Note 67: (retour) Mon père, relisant dans les derniers temps de sa vie ces Mémoires, qu'il se décidait à publier, a écrit, à propos de cette conversation, la note suivante:«L'observation de M. de Talleyrand peut bien avoir été faite dans une soirée à une partie de laquelle j'ai assisté. Je n'ai pas entendu l'observation, mais je me rappelle que ma mère nous la redit alors. Elle était même plus développée qu'elle n'est ici. Un soir, dans les deux premiers mois de 1814 ou plutôt des derniers mois de 1813, par un jour de congé, j'avais été au spectacle, et, en rentrant, je trouvai dans le petit salon de l'entresol de ma mère, place Louis XV, n° 6, elle, mon père, M. Pasquier et M. de Talleyrand. Celui-ci parlait et décrivait, à peu près sans être interrompu, la situation, si déplorable alors, des affaires. Il ne s'interrompit pas en me voyant entrer; on ne me fit pas signe de me retirer, et j'écoutai avec un vif intérêt.
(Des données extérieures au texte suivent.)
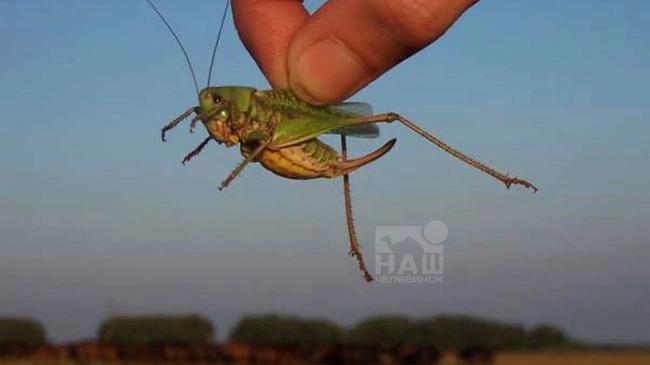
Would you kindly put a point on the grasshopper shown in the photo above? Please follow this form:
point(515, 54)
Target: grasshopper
point(280, 131)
M. de Talleyrand, cette fois, parlait bien, avec force et simplicité; il passait en revue tous les pouvoirs et les hommes du moment, concluant que tout était désespéré, mais l'attribuant moins à la situation même, qu'aux dispositions de l'empereur et à celles des gens qui l'entouraient, en montrant que la raison, l'indépendance, le courage et la force de position manquaient presque partout, ou n'étaient réunis chez personne à un degré suffisant pour arrêter l'Empire et son maître, sur le penchant de leur ruine. C'est une des rares occasions que j'ai eues de voir M. de Talleyrand dans un de ses bons moments, chose qui ne m'est arrivée que deux ou trois fois dans ma vie. Celle-là était la première que j'entendais vraiment parler politique. Cette conversation était, je crois, destinée à M. Pasquier, qui écoutait avec plus de déférence que d'assentiment. Il me semblait qu'il n'était pas fort content, ni du fond où il reconnaissait à regret beaucoup de vrai, ni de l'obligation où il s'était trouvé d'entendre pareille confidence.» (P. R.)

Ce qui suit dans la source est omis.